C’est une mère de famille, une sœur et une politique affligée que Mediaguinee a jointe samedi à New York. Madame Sanoh Doussou Condé, activiste guinéenne en Amérique du Nord, qui a été une proche parmi les proches de feu Kèlèfa Sall, ancien président de la Cour constitutionnelle est aujourd’hui une femme révoltée. Elle dit que la mort de Kèlèfa Sall a été occasionnée par la mouvance qui l’a persécuté, l’opposition qui l’a abandonné à son sort et les magistrats qui l’ont trahi en faisant allégeance à son successeur. Réaction…
Nous l’avons tué…
« Je suis triste, je suis affectée, je suis brisée, c’est mon frère. Monsieur Kèlèfa Sall correspondait chez mon beau-frère à Lille, la petite cité du port, monsieur Mohamed Lamine Sacko, ancien ministre du gouvernement et à l’époque commandant de la marine nationale et aide de camp de feu président Ahmed Sékou Touré. J’ai grandi et trouvé monsieur Kèlèfa Sall là-bas, alors étudiant comme moi. Il était tout le temps en train de lire, finalement on l’appelait intellectuel. Il était tout le temps détaché, en train de lire son bouquin, joyeux, calme et serein, on avait tous peur de lui parce qu’il ne riait pas avec nous. Il était très sérieux. Ce que je retiens de lui, il aimait lire, il aimait apprendre. Nous venons de perdre un grand intellectuel sans ambages, homme de parole, un mari, un père de famille et un frère, il était mon frère, à ce point que pendant ses problèmes, il me contactait. Mes condoléances les plus attristées à toute la République de Guinée, à toute cette jeunesse battante, surtout à elle, parce que nous nous l’avions abandonné. Nous l’avions abandonné et nous l’avions persécuté. Vous allez me demander comment ? Je vais vous expliquer. Monsieur Kèlèfa Sall, nous connaissons que son crime a été de prononcer pendant la prestation de serment de Monsieur Alpha Condé en 2015, comme s’il savait, c’était un grand visionnaire par rapport à ce que nous vivons aujourd’hui, il lui avait demandé que c’est le deuxième et le dernier mandat de monsieur Alpha Condé et qui pensait autrement avec tous ces courtisans qui l’entourent aujourd’hui. Ceci dit, il a tenu parole, il a maintenu sa position, la mouvance l’a persécuté, l’arme au ventre. Nous de l’opposition sociale et politique, tout ce que vous imaginez, nous avions crié sur les toits : ‘’on ne doit pas le toucher, si on le touche nous allons faire ceci, nous allons faire cela’’. Et finalement nous l’avons abandonné. C’est dire que et la mouvance et le manque de la poursuite du combat de tous ceux qui l’ont soutenu, parce qu’il est mort pour nous, il est mort pour la démocratie, il est mort en défendant notre jeune démocratie en disant niet à un troisième mandat, c’est ça la vérité.

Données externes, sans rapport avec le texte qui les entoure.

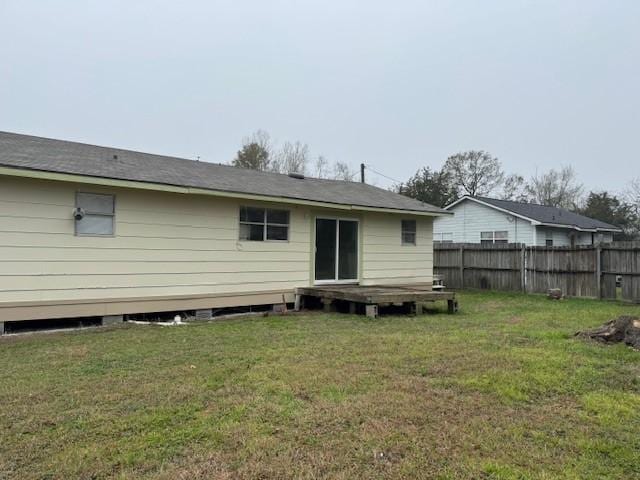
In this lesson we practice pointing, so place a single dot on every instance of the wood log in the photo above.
(622, 329)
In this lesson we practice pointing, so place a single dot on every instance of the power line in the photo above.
(369, 167)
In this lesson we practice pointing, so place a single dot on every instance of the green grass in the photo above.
(500, 391)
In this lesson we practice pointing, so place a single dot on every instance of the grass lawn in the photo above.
(501, 390)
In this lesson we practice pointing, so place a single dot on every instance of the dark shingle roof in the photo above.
(36, 153)
(549, 215)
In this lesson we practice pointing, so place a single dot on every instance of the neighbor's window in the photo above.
(99, 214)
(408, 232)
(500, 237)
(443, 237)
(549, 239)
(494, 237)
(260, 224)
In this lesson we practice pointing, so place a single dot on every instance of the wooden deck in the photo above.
(374, 296)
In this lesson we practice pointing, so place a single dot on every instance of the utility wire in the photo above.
(370, 168)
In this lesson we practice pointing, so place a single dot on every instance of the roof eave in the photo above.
(581, 229)
(486, 204)
(104, 181)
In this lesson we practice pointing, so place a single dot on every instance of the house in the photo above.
(96, 231)
(488, 220)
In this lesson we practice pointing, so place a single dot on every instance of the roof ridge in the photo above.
(140, 152)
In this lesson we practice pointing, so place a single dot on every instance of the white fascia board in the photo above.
(503, 210)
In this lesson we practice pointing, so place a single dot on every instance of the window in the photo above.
(408, 232)
(500, 237)
(494, 237)
(260, 224)
(97, 214)
(443, 237)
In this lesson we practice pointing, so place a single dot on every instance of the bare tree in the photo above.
(632, 195)
(474, 173)
(292, 157)
(255, 153)
(514, 188)
(557, 188)
(342, 171)
(322, 167)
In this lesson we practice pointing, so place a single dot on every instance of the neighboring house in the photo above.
(487, 220)
(95, 231)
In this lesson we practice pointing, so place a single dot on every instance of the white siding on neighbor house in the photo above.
(471, 218)
(386, 260)
(560, 236)
(173, 244)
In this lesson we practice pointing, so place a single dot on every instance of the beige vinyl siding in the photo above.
(386, 260)
(170, 245)
(164, 244)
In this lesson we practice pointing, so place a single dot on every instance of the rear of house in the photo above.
(96, 231)
(489, 220)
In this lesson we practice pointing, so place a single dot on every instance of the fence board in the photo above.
(585, 271)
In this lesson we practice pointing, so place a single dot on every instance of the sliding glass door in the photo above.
(336, 257)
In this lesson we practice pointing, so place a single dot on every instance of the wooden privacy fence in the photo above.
(585, 271)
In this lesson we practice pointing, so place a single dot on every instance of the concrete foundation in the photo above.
(371, 311)
(204, 314)
(112, 320)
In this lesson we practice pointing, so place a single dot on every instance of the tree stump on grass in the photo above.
(623, 329)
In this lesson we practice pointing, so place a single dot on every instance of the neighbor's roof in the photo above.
(545, 215)
(43, 154)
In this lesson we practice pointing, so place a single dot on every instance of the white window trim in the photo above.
(113, 216)
(439, 237)
(264, 224)
(493, 238)
(402, 232)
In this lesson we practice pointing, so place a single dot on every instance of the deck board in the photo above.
(376, 294)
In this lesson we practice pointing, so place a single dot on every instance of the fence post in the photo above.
(523, 267)
(599, 271)
(461, 266)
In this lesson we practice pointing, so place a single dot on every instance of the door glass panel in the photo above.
(325, 249)
(348, 251)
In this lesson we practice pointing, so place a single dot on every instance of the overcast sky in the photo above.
(395, 84)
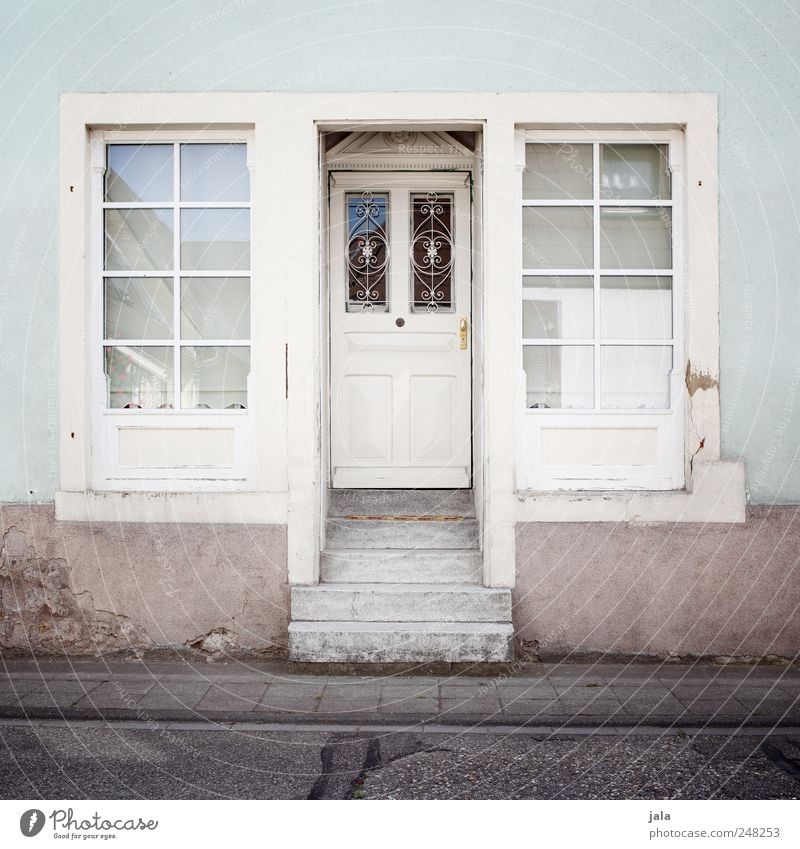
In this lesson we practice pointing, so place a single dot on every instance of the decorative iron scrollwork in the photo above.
(367, 251)
(432, 252)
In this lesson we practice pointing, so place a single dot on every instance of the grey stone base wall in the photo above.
(89, 588)
(661, 590)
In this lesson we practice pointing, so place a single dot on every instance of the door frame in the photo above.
(454, 181)
(432, 163)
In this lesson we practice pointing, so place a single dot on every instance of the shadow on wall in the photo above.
(86, 589)
(670, 590)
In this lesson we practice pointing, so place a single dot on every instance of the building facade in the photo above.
(391, 374)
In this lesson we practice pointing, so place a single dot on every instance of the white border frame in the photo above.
(669, 472)
(286, 200)
(106, 471)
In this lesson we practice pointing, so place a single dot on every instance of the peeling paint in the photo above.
(40, 612)
(699, 380)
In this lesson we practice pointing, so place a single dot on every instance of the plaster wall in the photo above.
(742, 52)
(88, 588)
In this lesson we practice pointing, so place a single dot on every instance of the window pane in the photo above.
(138, 308)
(139, 377)
(367, 252)
(216, 239)
(215, 308)
(634, 171)
(138, 239)
(635, 237)
(559, 237)
(432, 252)
(557, 171)
(558, 307)
(635, 377)
(214, 172)
(138, 172)
(214, 378)
(636, 307)
(559, 376)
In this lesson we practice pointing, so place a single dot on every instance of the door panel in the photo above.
(400, 391)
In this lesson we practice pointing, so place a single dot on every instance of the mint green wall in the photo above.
(748, 52)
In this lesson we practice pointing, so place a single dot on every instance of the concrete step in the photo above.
(401, 502)
(400, 603)
(402, 566)
(400, 642)
(381, 534)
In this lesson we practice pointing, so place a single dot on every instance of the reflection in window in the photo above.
(139, 378)
(214, 378)
(432, 252)
(631, 306)
(147, 289)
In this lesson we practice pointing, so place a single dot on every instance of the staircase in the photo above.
(400, 582)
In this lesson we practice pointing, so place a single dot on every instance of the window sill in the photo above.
(717, 495)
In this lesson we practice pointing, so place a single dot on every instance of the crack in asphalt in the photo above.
(781, 759)
(347, 761)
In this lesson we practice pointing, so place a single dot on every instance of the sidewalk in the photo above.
(551, 695)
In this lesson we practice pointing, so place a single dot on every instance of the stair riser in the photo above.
(401, 568)
(388, 535)
(494, 646)
(310, 604)
(399, 502)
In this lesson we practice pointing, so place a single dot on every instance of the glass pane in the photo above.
(636, 237)
(214, 172)
(138, 172)
(432, 252)
(214, 378)
(139, 377)
(558, 237)
(559, 376)
(138, 239)
(635, 377)
(215, 307)
(561, 308)
(216, 239)
(634, 171)
(557, 171)
(636, 307)
(138, 308)
(367, 252)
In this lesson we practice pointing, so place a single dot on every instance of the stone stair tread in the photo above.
(401, 627)
(347, 587)
(381, 534)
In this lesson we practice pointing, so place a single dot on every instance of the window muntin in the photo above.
(176, 276)
(597, 255)
(367, 251)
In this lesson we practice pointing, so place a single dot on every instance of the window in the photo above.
(597, 276)
(176, 276)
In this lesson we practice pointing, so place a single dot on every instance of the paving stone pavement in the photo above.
(689, 695)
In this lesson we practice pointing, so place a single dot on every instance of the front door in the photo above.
(400, 330)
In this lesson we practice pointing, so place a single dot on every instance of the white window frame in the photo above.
(109, 472)
(667, 472)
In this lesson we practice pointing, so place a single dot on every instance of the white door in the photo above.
(400, 325)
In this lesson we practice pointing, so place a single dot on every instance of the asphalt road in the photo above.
(109, 763)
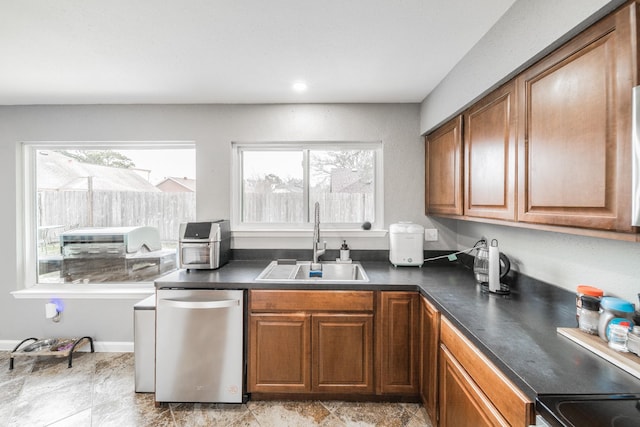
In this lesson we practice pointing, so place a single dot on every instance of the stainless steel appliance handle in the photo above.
(181, 303)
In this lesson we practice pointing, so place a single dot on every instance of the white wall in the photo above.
(213, 127)
(528, 28)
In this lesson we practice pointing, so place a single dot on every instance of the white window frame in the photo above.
(27, 224)
(247, 229)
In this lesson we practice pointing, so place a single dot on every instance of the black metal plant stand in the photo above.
(56, 347)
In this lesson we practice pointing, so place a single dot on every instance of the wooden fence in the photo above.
(73, 209)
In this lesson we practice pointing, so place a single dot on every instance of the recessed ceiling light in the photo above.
(299, 86)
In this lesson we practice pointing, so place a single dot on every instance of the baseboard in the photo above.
(99, 346)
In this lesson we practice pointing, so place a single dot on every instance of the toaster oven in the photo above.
(204, 245)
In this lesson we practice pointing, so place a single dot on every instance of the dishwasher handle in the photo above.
(186, 303)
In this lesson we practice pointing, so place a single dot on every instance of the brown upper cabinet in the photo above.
(551, 147)
(574, 133)
(443, 169)
(490, 156)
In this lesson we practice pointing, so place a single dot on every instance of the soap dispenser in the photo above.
(344, 252)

‘’C’est moi qui l’ai appelé pour lui dire de refuser d’assister à la passation de service’’
Donc si nous l’avions rassuré que nous étions derrière lui, mais ‘’on va faire ceci on va faire cela’’, d’accord, après qu’il soit démis de ses fonctions et de tous ses droits, ils l’ont humilié, la mouvance l’a humilié, il est resté seul, c’est ça la vérité. Donc aujourd’hui moi je ne condamne pas seulement le président Alpha Condé et ses courtisans, mais je me condamne moi-même et je condamne tous ceux qui ont promis de le supporter dans ses droits, nous avons failli à notre mission. Et je suis persuadée qu’il est mort de déception. Je vais vous dire combien de fois j’ai été cette sœur de Kèlèfa. C’est moi qui l’ai appelé pour lui dire de refuser d’assister à la passation de service, parce que selon moi assister à cela, c’est comme s’il a donné raison au régime Alpha Condé. Donc je lui ai dit : ‘’ne va pas à la passation, tu restes et demeures le président de la Cour constitutionnelle. Si tu fais la passation, tu as donné raison à monsieur Alpha Condé et à tous ceux-là qui sont en train de te harceler, de te brimer, de t’humilier. Il a été humilié, il a été brimé, il a été dépossédé de tous ses droits et ça l’a tué. Nous l’avons tué. Je sais de quoi je parle.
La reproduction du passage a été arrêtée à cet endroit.